Best Indian Print Ads (LET TIMES OF INDIA OF WAIT, Ads that smell, ads that you can touch and feel, Talking press ads, Moving mazagine ads)

Advertisements are a very good way of expressing one’s creativity and the biggest challenge is to design a print advertisement keeping in mind the medium's cons which are the fleeting exposure, the clutter, the problem of cheap quality of paper and of printing. Let us examine 5 press advertisements that have stood out and become the talk of the town.

TIMES of INDIA: The old lady of Boribunder, TIMES OF INDIA always stood for innovation and bold thinking. So it was not a surprise to credit the top most innovation to this grand old lady of Indian Media. Most Readers were amused to see the masthead of TIMES OF INDIA become LET TIMES OF INDIA WAIT for ……………… The words LET and WAIT were of the same font and size of the mast head itself. .Most purists objected to the idea of the masthead becoming a part of a advertisement but like the adage goes “it is all about money - honey”. Even the old lady had to bow her head before the lucre of money.

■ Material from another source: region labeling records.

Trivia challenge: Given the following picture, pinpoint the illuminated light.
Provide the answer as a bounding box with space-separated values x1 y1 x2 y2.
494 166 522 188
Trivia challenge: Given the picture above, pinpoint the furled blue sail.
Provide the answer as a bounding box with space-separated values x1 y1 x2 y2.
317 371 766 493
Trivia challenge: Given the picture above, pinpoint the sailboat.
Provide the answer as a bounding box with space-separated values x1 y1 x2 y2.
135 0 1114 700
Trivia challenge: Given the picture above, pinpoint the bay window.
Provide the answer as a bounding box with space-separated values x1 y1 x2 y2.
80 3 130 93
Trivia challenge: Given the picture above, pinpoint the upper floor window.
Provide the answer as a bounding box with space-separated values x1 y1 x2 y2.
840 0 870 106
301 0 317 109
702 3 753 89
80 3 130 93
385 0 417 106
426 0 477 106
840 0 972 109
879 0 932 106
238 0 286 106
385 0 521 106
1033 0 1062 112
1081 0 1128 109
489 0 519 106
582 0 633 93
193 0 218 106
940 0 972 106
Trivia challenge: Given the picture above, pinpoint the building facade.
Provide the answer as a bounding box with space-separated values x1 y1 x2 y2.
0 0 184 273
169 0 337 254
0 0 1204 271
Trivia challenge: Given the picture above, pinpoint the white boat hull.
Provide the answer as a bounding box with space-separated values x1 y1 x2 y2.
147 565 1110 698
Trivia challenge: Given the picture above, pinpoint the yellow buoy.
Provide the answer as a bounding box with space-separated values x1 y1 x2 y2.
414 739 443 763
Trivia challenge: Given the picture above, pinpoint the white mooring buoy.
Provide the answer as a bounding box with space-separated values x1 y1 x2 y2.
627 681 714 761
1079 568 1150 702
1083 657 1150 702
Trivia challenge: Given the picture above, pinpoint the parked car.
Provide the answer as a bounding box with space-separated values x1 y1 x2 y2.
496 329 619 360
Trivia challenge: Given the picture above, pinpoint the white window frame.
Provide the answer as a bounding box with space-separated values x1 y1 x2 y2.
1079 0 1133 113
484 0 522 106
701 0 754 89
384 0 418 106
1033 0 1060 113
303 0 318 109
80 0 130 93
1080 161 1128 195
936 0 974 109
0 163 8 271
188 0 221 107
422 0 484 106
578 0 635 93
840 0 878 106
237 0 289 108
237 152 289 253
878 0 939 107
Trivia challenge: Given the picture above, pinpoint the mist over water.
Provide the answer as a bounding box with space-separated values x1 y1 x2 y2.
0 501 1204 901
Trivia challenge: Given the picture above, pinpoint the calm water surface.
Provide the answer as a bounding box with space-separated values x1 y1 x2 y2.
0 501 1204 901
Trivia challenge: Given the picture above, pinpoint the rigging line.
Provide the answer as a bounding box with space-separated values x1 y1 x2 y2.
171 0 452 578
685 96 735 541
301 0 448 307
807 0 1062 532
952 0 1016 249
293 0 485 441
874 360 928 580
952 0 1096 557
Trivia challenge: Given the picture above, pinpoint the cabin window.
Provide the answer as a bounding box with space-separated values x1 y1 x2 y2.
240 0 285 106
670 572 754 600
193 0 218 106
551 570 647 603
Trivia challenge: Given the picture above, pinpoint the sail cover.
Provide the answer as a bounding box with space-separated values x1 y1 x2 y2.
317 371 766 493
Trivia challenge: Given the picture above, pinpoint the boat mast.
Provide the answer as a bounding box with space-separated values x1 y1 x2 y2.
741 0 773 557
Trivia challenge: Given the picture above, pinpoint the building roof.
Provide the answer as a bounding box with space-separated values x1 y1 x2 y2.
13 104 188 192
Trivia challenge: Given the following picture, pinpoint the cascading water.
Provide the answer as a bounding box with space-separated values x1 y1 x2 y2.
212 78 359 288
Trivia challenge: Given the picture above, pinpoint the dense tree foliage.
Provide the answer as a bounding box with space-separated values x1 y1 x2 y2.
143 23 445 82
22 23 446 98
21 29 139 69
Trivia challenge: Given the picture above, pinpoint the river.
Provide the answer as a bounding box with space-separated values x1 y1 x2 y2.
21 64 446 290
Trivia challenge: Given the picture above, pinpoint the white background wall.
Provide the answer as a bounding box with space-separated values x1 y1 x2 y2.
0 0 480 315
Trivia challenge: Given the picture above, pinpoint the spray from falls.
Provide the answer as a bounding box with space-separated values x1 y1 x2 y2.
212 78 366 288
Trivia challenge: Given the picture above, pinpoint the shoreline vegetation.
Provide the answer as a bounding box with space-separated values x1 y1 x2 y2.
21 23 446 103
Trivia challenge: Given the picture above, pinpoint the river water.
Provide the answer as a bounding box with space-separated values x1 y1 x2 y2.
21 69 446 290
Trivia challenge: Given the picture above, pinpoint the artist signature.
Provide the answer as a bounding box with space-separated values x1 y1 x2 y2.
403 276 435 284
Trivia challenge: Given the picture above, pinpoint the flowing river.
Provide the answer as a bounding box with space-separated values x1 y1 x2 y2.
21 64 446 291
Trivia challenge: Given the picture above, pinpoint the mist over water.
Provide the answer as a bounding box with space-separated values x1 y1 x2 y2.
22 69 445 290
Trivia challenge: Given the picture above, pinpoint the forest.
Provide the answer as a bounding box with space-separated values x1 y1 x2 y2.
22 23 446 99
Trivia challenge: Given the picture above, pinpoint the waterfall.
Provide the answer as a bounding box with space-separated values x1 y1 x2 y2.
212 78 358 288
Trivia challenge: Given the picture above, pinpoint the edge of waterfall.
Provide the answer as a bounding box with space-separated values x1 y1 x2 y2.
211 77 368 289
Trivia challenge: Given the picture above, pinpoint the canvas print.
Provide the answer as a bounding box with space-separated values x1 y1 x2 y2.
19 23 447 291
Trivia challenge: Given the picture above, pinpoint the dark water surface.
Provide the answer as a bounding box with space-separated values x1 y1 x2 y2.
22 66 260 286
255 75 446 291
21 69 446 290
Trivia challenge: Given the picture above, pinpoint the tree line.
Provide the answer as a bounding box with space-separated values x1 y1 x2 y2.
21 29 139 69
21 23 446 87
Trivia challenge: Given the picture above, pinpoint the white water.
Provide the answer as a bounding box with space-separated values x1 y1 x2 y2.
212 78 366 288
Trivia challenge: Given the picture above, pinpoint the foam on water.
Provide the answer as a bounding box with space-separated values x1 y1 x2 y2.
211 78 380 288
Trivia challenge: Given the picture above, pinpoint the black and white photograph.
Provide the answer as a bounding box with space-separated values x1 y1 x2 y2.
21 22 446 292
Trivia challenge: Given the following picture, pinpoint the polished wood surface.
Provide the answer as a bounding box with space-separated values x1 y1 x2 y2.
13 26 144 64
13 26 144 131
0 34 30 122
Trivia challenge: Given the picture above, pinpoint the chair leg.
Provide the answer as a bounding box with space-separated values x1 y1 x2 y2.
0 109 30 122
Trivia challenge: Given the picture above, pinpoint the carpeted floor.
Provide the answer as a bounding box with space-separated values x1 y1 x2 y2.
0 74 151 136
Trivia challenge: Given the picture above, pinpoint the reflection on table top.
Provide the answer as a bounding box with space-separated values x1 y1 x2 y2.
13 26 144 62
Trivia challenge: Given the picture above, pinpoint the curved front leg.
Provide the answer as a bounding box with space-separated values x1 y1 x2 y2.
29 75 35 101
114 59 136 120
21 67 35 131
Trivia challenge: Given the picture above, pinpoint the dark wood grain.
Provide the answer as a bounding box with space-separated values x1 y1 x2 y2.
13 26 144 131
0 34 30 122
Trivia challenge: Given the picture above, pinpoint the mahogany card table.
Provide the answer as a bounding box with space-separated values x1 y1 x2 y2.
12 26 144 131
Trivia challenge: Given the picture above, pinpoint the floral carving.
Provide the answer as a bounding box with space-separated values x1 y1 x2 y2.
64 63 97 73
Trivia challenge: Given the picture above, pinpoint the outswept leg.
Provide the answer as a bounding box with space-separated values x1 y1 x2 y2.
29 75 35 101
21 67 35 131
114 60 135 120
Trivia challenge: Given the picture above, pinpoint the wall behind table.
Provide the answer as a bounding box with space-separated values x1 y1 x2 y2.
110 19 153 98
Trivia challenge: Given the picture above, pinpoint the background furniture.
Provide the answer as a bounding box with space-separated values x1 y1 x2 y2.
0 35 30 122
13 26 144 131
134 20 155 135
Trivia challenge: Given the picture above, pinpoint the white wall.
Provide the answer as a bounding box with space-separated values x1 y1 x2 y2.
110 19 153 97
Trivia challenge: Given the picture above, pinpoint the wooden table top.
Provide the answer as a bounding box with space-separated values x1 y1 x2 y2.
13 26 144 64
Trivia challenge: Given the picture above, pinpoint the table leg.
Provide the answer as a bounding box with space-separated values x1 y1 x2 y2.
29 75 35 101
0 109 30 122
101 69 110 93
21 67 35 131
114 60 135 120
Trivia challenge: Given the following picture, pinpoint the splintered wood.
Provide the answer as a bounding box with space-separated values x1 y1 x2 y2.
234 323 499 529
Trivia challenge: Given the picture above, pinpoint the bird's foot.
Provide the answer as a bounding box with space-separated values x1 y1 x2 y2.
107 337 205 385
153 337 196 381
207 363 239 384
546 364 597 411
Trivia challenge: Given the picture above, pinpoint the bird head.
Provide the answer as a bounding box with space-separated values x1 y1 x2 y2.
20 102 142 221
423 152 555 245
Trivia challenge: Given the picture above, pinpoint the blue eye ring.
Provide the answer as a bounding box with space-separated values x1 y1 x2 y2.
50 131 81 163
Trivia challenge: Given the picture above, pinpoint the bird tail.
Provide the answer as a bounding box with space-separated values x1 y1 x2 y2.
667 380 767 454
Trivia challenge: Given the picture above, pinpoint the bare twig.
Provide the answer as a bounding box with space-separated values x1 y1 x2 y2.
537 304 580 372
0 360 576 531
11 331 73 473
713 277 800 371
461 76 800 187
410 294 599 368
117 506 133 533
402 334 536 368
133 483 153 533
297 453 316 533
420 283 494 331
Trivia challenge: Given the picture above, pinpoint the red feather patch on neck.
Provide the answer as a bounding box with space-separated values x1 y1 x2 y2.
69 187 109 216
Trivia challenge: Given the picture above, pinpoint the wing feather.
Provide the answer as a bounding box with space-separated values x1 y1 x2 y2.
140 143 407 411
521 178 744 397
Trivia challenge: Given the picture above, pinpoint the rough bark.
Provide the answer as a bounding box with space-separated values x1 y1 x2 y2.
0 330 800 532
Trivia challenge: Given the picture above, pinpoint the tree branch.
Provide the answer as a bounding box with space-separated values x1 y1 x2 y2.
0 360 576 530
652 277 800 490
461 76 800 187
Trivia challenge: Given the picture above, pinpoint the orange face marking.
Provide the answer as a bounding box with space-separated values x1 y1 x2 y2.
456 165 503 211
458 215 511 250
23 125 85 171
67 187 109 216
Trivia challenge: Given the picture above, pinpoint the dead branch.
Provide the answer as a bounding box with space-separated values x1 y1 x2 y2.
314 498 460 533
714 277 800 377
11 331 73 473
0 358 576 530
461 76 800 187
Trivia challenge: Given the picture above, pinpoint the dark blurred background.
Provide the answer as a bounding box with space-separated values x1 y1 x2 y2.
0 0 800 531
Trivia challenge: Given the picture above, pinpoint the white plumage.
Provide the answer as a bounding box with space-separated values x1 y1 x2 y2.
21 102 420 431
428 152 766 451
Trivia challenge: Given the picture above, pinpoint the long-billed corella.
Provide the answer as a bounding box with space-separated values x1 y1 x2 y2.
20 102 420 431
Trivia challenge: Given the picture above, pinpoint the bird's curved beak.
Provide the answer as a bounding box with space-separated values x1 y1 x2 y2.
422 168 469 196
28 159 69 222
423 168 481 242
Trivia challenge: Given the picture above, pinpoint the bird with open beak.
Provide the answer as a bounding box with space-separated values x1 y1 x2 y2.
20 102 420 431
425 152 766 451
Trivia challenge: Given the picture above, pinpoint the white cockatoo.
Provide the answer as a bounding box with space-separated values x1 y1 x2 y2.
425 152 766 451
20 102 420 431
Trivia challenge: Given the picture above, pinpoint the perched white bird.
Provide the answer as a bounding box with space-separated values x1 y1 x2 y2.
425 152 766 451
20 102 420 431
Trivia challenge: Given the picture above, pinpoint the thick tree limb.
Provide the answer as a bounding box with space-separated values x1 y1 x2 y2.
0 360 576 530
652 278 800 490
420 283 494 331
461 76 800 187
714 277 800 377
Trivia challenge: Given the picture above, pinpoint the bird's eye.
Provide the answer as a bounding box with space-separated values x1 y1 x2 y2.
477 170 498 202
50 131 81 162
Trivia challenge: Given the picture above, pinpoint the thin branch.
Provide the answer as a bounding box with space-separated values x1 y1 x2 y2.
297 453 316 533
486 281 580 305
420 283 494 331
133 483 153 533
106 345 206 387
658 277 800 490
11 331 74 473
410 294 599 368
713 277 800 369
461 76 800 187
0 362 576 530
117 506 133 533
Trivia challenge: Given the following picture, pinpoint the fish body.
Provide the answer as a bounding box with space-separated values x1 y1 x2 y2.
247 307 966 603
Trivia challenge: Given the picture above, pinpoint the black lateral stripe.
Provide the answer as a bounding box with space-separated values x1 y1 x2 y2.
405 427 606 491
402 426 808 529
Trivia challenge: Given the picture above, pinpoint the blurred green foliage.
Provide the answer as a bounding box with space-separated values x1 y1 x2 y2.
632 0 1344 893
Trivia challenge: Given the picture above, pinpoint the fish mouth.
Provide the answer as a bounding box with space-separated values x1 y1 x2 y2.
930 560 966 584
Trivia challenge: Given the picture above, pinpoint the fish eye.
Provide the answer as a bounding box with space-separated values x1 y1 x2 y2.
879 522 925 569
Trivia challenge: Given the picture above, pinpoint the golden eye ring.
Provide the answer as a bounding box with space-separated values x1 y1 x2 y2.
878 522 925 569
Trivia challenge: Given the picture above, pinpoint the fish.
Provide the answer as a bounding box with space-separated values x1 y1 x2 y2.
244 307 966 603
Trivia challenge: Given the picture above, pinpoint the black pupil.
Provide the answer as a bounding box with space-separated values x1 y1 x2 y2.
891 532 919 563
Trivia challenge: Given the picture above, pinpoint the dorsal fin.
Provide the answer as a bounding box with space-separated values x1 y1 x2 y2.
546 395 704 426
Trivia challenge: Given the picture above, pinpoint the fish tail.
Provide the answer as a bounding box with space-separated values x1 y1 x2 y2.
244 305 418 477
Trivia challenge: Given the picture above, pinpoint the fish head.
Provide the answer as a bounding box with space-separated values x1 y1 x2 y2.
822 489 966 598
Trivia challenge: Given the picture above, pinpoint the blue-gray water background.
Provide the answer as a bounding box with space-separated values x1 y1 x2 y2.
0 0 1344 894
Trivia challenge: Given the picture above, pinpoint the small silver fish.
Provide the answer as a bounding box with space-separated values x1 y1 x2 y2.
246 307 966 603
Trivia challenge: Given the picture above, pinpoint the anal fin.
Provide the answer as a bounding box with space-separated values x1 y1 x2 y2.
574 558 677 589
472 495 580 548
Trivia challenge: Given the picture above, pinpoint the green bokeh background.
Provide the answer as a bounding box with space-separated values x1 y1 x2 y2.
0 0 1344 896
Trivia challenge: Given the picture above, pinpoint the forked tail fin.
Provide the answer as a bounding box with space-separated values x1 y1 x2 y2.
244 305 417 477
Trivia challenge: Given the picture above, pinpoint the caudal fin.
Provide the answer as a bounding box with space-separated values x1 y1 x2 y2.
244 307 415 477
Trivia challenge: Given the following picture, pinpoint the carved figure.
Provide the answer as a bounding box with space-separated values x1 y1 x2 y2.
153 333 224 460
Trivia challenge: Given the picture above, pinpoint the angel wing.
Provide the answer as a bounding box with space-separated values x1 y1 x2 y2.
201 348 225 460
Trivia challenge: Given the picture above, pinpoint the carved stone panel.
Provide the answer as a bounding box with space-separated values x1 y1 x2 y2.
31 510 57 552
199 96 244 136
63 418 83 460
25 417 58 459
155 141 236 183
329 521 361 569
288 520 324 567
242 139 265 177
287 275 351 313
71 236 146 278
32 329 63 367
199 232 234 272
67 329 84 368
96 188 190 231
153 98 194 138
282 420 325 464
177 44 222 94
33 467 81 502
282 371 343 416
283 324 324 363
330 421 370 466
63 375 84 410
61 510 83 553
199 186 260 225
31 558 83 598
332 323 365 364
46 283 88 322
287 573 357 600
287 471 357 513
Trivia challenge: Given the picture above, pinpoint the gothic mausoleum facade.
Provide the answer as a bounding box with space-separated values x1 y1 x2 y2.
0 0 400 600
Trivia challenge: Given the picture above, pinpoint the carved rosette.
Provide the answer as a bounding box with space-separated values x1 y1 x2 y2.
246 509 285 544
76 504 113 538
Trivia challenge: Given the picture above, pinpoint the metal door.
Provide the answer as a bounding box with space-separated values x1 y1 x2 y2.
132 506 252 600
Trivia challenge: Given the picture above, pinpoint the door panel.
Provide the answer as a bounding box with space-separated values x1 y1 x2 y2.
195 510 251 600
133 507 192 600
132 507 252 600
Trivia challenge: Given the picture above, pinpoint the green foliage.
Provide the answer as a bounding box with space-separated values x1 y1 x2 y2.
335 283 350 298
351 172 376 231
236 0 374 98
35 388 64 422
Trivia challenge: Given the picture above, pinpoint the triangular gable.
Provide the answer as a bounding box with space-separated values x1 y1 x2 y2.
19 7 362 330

SMELLING ADVERTISEMENTS: In many cases the press advertisements are visual in nature and leave the reader cold because he/she can't feel, touch and experience the product. One innovation that is very appealing is found in many foreign fashion magazines. The perfume and toiletries advertisements feature glossy photographs of models, perfumes and a patch of rub on. The reader can rub his finger on the rub on patch and smell his finger. And presto to he can smell the perfume. Talk about effective product demonstration. But care should be taken to see that the smell is nice and does not leak and spoil the entire magazine.

Telugu Diwali special publications over do the perfume part by dousing the entire magazine with Paneeru (a sort of perfume). The end result is a magazine that stinks and leaves a very bad taste in the mouth.

TOUCH AND SEE ADVERTISEMENTS: In the case of comparative advertisements it is very difficult to believe the veracity one's claim with another especially when the claims are based on perceptions that are very difficult to explain. Ariel tried a very innovative campaign to show that it washes better than its famous competitor. They claimed that their detergent is better than that of the competition by sticking small bits of cloth washed by its famous competitor and a small piece of cloth washed by Ariel itself. Needless to say the cloth bit washed by Ariel was cleaner, brighter and better looking. Like the saying seeking is believing.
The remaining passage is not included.